Coverage Requirements¶
- Minimum: 40% overall coverage
- Target: 60%+ for new code
- Critical paths: 80%+ coverage
Checking Coverage¶
# Run with coverage
uv run pytest tests/ --cov=chimeralm --cov-report=term-missing
# Output shows uncovered lines
chimeralm/models/lm.py 85% 12, 45-47
chimeralm/data/bam.py 92% 67
Improving Coverage¶
Focus on:
- Critical paths: Model loading, prediction, training
- Error handling: Exception cases
- Edge cases: Empty inputs, max values, etc.
Mocking and Fixtures¶
Mocking External Dependencies¶
import pytest
from unittest.mock import Mock, patch
def test_bam_file_loading(tmp_path):
"""Test BAM file loading with mock."""
# Create temporary BAM file
bam_file = tmp_path / "test.bam"
bam_file.write_text("mock data")
with patch("pysam.AlignmentFile") as mock_bam:
mock_bam.return_value = Mock()
# Test code
Temporary Files¶
def test_with_temp_file(tmp_path):
"""Test using temporary file."""
# tmp_path is a pytest fixture
test_file = tmp_path / "test.txt"
test_file.write_text("test data")
# Use test_file
assert test_file.read_text() == "test data"
Continuous Integration¶
Tests run automatically on:
- Pull requests: All tests must pass
- Main branch: After merge
- Nightly: Full test suite including slow tests
GitHub Actions Workflow¶
name: Tests
on: [push, pull_request]
jobs:
test:
runs-on: ubuntu-latest
steps:
- uses: actions/checkout@v4
- uses: actions/setup-python@v5
with:
python-version: '3.11'
- name: Install dependencies
run: |
pip install uv
uv sync
- name: Run tests
run: uv run pytest tests/ --cov=chimeralm
Best Practices¶
DO¶
- ✅ Write tests for new features
- ✅ Test both success and failure cases
- ✅ Use descriptive test names
- ✅ Keep tests independent (no shared state)
- ✅ Use fixtures for common setups
- ✅ Test edge cases
DON'T¶
- ❌ Skip tests without good reason
- ❌ Test implementation details (test behavior)
- ❌ Write flaky tests (non-deterministic)

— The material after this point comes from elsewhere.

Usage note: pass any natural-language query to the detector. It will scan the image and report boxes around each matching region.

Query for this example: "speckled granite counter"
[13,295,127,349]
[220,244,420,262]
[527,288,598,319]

- ❌ Mock everything (test real code when possible)
- ❌ Ignore coverage warnings
Debugging Tests¶
Running Single Test with Debug Output¶
# Run with print statements visible
uv run pytest tests/test_models.py::test_model_loading -s
# Drop into debugger on failure
uv run pytest tests/ --pdb
# Show local variables on failure
uv run pytest tests/ -l
Using pytest's Debug Mode¶
def test_with_debug():
"""Test with debugging."""
import pdb; pdb.set_trace() # Debugger breakpoint
# Test code